„So was dürfen wir nicht verbieten“

■ Paul Gleye, Städtebauprofessor an der Montana State University (USA), z.Zt. am Dessauer Bauhaus

taz: Herr Gleye, Sie sagten einmal, daß Sie den Saalepark für ein „vielversprechendes Modell“ halten. Was ist daran „vielversprechend“?

Paul Gleye: Der Saalepark ist kein vielversprechendes Modell. Ich halte ihn eher für problematisch. Aber er dient zur Auseinandersetzung mit den Herausforderungen moderner Städte. Wenn täglich rund 35.000 Menschen den Saalepark besuchen, erscheint es nicht hilfreich, wenn Stadtplaner sagen: Das geht so nicht! Natürlich geht das! Wenn etwas so populär ist und Bedürfnisse befriedigt, dürfen wir es nicht verbieten.

Aber die Bedürfnisbefriedigung legitimiert doch nicht ein stadtzerstörerisches, verkehrsträchtiges und unökologisches Prinzip.

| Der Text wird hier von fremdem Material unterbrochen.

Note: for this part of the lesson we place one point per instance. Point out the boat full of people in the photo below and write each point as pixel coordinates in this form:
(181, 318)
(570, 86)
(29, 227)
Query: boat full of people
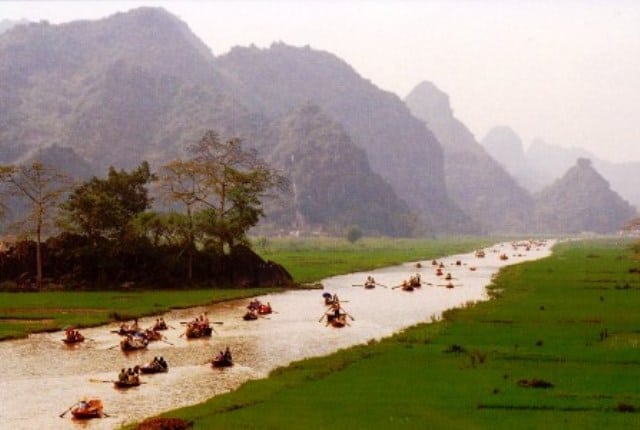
(87, 409)
(199, 327)
(157, 365)
(223, 359)
(72, 336)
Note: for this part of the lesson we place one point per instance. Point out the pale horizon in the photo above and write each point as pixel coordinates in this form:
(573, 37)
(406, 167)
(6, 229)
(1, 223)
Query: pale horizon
(565, 73)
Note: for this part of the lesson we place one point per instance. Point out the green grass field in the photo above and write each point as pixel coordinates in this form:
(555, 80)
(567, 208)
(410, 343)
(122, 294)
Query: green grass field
(569, 322)
(308, 260)
(312, 259)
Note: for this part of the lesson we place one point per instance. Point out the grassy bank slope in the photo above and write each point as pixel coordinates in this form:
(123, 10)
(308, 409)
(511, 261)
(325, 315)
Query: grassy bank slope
(308, 260)
(569, 322)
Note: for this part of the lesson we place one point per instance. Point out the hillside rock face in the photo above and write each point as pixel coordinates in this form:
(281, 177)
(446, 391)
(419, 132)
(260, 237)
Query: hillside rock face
(542, 163)
(139, 86)
(581, 201)
(332, 182)
(110, 89)
(398, 146)
(476, 182)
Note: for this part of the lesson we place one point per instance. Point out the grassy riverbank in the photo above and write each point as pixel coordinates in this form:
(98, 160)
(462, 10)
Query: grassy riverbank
(313, 259)
(558, 348)
(308, 260)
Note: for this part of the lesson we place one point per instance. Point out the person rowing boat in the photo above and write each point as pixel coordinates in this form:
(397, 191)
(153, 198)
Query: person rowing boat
(72, 336)
(157, 365)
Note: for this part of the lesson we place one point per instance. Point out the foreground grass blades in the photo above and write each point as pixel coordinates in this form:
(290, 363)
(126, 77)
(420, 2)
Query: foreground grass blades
(308, 260)
(559, 347)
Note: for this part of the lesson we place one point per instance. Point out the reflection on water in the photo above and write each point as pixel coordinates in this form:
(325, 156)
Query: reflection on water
(42, 377)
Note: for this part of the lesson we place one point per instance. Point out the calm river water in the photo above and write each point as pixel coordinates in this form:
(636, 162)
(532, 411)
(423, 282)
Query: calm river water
(42, 377)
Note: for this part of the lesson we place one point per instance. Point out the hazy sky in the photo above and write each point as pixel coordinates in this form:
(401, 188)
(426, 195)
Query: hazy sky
(566, 71)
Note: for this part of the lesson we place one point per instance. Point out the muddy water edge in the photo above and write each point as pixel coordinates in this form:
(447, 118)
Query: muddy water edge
(42, 377)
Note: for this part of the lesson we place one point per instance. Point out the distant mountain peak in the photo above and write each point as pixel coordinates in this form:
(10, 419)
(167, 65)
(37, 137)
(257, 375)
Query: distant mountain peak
(582, 200)
(433, 102)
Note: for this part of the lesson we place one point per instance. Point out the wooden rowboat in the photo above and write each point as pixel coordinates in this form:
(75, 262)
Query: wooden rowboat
(250, 316)
(70, 340)
(222, 362)
(87, 410)
(133, 343)
(153, 367)
(126, 384)
(337, 321)
(195, 331)
(264, 309)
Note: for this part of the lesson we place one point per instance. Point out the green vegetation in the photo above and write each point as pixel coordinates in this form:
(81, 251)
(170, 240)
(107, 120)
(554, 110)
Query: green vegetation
(308, 260)
(106, 238)
(557, 348)
(23, 313)
(312, 259)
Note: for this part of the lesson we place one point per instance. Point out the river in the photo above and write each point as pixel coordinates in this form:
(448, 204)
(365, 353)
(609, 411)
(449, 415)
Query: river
(42, 377)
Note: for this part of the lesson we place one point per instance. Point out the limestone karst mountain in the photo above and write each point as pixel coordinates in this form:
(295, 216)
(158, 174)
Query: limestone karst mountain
(580, 201)
(332, 182)
(398, 146)
(139, 86)
(476, 182)
(542, 163)
(129, 87)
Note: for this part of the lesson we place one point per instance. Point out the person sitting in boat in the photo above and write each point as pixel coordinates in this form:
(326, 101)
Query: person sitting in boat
(162, 363)
(254, 304)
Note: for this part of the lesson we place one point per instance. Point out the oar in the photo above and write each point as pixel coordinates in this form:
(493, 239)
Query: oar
(347, 314)
(65, 412)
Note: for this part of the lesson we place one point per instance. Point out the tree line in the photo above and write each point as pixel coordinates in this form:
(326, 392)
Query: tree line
(106, 230)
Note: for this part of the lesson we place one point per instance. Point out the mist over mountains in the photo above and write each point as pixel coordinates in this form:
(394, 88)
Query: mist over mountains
(140, 86)
(542, 163)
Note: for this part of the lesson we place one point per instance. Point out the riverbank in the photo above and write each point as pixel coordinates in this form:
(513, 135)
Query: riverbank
(557, 348)
(308, 260)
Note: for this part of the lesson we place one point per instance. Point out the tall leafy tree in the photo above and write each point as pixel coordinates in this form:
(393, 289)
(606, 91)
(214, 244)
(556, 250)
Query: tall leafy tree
(221, 187)
(235, 180)
(43, 187)
(106, 207)
(183, 183)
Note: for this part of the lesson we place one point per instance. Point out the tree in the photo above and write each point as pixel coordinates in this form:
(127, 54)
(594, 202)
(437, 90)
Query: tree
(43, 187)
(182, 182)
(234, 182)
(107, 207)
(354, 233)
(221, 187)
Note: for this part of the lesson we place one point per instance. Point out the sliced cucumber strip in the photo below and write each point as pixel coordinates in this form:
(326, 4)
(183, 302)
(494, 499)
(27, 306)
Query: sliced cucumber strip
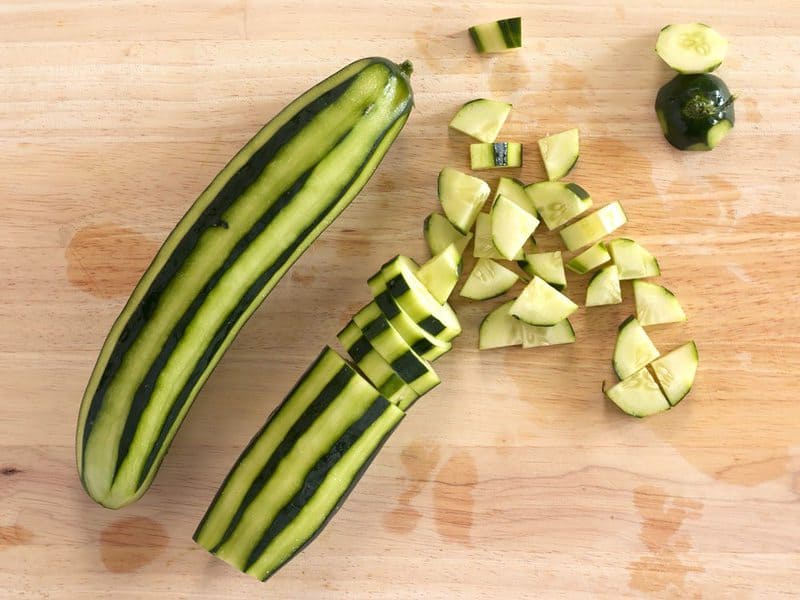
(676, 371)
(593, 227)
(604, 287)
(691, 47)
(440, 233)
(541, 304)
(633, 260)
(511, 227)
(560, 152)
(589, 259)
(558, 202)
(638, 395)
(440, 274)
(488, 279)
(462, 197)
(633, 349)
(497, 36)
(481, 119)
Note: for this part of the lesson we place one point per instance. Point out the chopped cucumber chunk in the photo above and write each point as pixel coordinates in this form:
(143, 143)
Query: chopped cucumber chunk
(541, 304)
(593, 227)
(560, 152)
(462, 197)
(481, 119)
(676, 372)
(633, 349)
(558, 202)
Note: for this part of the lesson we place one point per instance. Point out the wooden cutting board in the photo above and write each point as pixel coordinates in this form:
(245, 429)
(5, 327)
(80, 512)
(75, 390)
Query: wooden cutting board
(514, 478)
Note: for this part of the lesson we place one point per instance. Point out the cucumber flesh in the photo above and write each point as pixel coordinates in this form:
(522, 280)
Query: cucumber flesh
(676, 371)
(488, 279)
(462, 197)
(481, 119)
(633, 349)
(560, 153)
(691, 47)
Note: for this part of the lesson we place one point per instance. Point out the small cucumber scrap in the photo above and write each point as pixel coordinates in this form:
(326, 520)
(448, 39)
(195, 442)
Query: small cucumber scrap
(440, 233)
(488, 279)
(558, 202)
(541, 304)
(633, 350)
(656, 305)
(497, 36)
(691, 47)
(589, 259)
(512, 226)
(496, 155)
(593, 227)
(638, 395)
(676, 371)
(604, 287)
(462, 197)
(560, 153)
(633, 260)
(481, 119)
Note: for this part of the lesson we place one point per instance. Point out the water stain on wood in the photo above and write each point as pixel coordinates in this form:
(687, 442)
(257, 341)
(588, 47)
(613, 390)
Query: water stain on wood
(131, 543)
(107, 260)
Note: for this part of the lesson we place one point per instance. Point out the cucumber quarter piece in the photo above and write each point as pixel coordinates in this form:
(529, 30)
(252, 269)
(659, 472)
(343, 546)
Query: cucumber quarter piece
(558, 202)
(482, 119)
(633, 349)
(488, 279)
(589, 259)
(676, 371)
(638, 395)
(633, 260)
(497, 155)
(497, 36)
(655, 304)
(604, 287)
(462, 197)
(541, 304)
(560, 153)
(593, 227)
(691, 47)
(512, 226)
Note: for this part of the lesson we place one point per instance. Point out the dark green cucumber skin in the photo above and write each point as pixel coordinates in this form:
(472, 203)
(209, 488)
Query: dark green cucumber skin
(690, 105)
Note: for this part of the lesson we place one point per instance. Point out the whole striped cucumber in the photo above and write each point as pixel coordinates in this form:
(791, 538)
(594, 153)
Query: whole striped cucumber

Der Saalepark bietet die Chance, zu lernen, wie wir es in den modernen Stadtzentren richtig machen könnten. Die Herausforderung für die Stadtplaner ist, den Erfolg des Einkaufszentrums der Stadt zurückzugeben. Die Stadtplaner können vom „Prinzip Saalepark“ lernen, wie Stadt erfolgreich organisiert werden kann. Und dabei geht es auch um Gewinne. Aber das spielt für die Konsumenten keine Rolle, sondern nur für Planer und Investoren.

Bedeutet das „Prinzip Saalepark“ nicht eher, daß man sich Stadt so vorstellen muß: als Inszenierung, unbewohnt und nur auf Verwertung ausgerichtet?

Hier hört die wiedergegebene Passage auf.